O rapaz que tinha medo prosseguiu o seu caminho pela Floresta Selvagem e Feroz.
Estava tão escuro que ele mal conseguia ver.
Tinha acabado de descobrir uma tabuleta que indicava o trajecto para a Árvore Mágica quando, de repente, sentiu uma mão gelada a pousar-lhe no pescoço.
O rapaz que tinha medo voltou-se e… ali estava a bruxa mais feia que alguma vez tinha visto. Tinha aranhas e baratas penduradas no cabelo e cheirava horrivelmente. Os seus olhos chispavam malvadez.
— Que fazes tu no meu quintal? — grasnou ela.
Ai! Ai! — pensou o rapaz que tinha medo — Felizmente ela não faz mal.
Assim lhe tinha dito a árvore mágica!
— Desculpe minha senhora — disse ele educadamente — eu não sabia que estava no seu quintal! Mas aqui está tão escuro… Eu vou a caminho da Árvore Mágica.
— Bem vá lá… — disse a bruxa — não estragaste nada. Toma, esta abóbora é para a Árvore Mágica, para ela fazer uma rica sopa!
E o rapaz que tinha medo lá foi avançando pela Floresta Selvagem e Feroz.
De vez em quando roçavam-lhe morcegos pela cara, ouviam-se uivos de lobos que pareciam gritos de terror, mas ele não ligava.
No terceiro esqueleto flutuante, virou à esquerda.
Ali estava a Árvore Mágica.
Consulta só com marcação e não incomodar durante a hora do almoço.
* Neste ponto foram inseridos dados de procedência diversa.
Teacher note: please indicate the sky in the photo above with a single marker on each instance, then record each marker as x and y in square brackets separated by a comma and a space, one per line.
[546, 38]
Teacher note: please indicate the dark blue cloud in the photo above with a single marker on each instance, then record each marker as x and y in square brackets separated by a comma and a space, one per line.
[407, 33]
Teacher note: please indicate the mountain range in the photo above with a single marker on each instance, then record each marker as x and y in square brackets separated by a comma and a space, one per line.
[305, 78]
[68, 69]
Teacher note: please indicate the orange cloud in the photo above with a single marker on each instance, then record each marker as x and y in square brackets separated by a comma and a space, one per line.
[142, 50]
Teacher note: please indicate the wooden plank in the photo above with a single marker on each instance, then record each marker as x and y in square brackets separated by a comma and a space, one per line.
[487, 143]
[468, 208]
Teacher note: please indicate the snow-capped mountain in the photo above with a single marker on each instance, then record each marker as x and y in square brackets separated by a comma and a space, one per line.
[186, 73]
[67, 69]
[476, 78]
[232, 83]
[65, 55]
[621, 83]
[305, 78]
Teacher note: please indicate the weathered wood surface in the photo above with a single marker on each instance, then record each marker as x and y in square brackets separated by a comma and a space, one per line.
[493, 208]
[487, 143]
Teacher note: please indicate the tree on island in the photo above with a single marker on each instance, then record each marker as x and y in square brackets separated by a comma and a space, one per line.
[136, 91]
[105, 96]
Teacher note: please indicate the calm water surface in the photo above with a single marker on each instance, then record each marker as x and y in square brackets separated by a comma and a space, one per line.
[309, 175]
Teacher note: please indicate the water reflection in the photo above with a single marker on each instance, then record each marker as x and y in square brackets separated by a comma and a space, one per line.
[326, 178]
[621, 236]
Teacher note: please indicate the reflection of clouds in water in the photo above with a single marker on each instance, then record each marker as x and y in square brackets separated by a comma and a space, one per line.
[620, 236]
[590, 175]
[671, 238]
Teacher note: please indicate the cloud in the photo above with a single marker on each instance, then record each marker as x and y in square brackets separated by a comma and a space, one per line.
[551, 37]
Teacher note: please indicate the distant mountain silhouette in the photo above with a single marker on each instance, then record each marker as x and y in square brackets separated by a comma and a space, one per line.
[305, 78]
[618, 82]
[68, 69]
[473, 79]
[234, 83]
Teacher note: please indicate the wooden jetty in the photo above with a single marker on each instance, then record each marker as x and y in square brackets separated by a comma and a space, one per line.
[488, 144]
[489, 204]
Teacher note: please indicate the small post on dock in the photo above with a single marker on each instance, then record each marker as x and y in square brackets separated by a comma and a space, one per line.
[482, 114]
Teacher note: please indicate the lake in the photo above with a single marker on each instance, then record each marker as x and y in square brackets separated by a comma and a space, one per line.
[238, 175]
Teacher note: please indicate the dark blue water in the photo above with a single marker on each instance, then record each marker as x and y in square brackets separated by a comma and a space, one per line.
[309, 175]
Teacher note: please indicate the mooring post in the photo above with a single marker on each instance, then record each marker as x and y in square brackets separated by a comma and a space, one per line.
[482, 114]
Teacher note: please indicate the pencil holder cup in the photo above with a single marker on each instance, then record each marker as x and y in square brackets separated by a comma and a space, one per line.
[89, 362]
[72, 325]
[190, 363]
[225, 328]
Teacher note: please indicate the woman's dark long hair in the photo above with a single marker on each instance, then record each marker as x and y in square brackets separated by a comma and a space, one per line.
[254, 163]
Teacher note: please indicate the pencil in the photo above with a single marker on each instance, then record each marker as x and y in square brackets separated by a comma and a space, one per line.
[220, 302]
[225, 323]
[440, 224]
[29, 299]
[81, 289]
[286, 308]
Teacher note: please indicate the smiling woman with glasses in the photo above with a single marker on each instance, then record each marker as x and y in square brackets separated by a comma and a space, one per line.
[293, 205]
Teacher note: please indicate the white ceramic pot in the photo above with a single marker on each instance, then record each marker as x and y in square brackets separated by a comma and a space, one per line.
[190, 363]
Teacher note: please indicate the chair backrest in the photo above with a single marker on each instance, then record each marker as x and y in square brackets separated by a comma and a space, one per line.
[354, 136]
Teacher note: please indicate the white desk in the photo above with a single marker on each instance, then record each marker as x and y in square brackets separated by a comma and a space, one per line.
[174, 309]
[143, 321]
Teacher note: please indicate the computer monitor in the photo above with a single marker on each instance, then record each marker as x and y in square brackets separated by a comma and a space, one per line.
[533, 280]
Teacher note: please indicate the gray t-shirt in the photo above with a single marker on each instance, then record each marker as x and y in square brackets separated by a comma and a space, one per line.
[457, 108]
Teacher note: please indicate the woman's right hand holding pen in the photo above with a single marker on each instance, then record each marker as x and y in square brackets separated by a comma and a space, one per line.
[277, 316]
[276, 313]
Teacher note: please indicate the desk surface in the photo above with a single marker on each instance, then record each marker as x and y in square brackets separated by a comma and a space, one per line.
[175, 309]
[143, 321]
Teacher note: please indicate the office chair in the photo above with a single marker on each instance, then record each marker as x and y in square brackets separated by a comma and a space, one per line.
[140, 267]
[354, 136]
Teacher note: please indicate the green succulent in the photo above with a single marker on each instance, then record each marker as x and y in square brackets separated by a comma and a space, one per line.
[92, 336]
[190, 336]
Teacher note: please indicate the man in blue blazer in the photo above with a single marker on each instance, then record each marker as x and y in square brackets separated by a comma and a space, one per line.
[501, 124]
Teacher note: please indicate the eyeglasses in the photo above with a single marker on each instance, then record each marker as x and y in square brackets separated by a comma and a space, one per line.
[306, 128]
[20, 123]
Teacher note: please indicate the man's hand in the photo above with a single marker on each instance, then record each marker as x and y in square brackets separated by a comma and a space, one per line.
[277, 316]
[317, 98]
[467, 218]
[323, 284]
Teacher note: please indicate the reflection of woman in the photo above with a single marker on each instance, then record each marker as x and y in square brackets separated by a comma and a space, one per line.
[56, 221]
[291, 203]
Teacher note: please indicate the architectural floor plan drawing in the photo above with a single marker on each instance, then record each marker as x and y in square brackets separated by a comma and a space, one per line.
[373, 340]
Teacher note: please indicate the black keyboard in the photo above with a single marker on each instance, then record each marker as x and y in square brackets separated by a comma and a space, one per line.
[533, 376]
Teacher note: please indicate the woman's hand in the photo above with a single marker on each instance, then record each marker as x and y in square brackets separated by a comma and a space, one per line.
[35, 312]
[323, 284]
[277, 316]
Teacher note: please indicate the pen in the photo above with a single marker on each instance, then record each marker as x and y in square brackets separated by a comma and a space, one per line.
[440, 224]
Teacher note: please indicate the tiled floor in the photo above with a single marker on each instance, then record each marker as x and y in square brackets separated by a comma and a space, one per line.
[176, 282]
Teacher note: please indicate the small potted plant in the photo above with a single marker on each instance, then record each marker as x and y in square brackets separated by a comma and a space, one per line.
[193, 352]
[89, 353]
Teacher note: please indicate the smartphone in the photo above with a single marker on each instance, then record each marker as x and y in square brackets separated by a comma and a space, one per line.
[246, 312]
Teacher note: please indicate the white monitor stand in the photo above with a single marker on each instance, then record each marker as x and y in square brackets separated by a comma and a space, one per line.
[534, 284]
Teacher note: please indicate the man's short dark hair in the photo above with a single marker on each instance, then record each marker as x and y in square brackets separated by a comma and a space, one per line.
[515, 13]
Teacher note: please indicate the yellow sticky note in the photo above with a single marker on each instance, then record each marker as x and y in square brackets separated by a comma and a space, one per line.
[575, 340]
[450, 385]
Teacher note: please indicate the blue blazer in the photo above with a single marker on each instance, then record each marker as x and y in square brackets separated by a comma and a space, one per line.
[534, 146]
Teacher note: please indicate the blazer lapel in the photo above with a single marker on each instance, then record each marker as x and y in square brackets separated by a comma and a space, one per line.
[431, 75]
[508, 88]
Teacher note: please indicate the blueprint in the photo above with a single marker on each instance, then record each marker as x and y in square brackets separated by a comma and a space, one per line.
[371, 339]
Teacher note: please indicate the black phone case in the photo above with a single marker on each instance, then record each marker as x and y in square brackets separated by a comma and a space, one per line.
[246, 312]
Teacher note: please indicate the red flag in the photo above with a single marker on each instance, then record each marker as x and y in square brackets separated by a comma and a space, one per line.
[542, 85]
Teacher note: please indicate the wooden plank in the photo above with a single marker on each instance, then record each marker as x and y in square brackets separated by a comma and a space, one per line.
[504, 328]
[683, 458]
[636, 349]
Podia ler-se num cartaz.
— Olá Árvore Mágica. Eu sou o rapaz que tem medo. Fui eu que telefonei.
— Então cá estás tu — disse a Árvore Mágica. — Humm… não encontraste o dragão?
— Encontrei pois — disse o rapaz que tinha medo. — Manda-te cumprimentos.
— E a aranha não te incomodou?
— Nem pensar! Ah! O teu cachecol está quase pronto.
— Então e a bruxa?
— Sim, também vi —- disse o rapaz que tinha medo. — Olha, até me pediu para te entregar esta abóbora.
— Aah — disse á árvore mágica. — Muito bem.
Depois de muito tempo calada, perguntou:
— Então, diz-me lá, rapaz que tem medo, em que posso ajudar-te?
— Estou tão farto de ser um rapaz quedem medo — disse ele baixinho. — Gostava tanto de sei mais corajoso…
Então, a Árvore Mágica sorriu e disse solenemente:
— O teu desejo será concedido. A partir de agora és um rapaz muito corajoso! Pronto, a consulta acabou. Boa viagem.
Muito contente, o rapaz que tinha medo voltou para casa e, enquanto atravessava novamente a Floresta Selvagem e Feroz, pensava:
Que árvore maravilhosa, transformou-me num instante num rapaz muito corajoso. A partir de agora nunca mais vou ter medo!
Quando chegou a casa, vestiu as suas calças preferidas, as de flores, e foi à padaria.
— Desculpe mas eu estou à sua frente — disse ele a uma senhora que tentava tirar-lhe a vez na fila.
Comprou dois bolinhos de chocolate, um para si, e o outro para o fantasma, que podia aparecer debaixo da sua cama.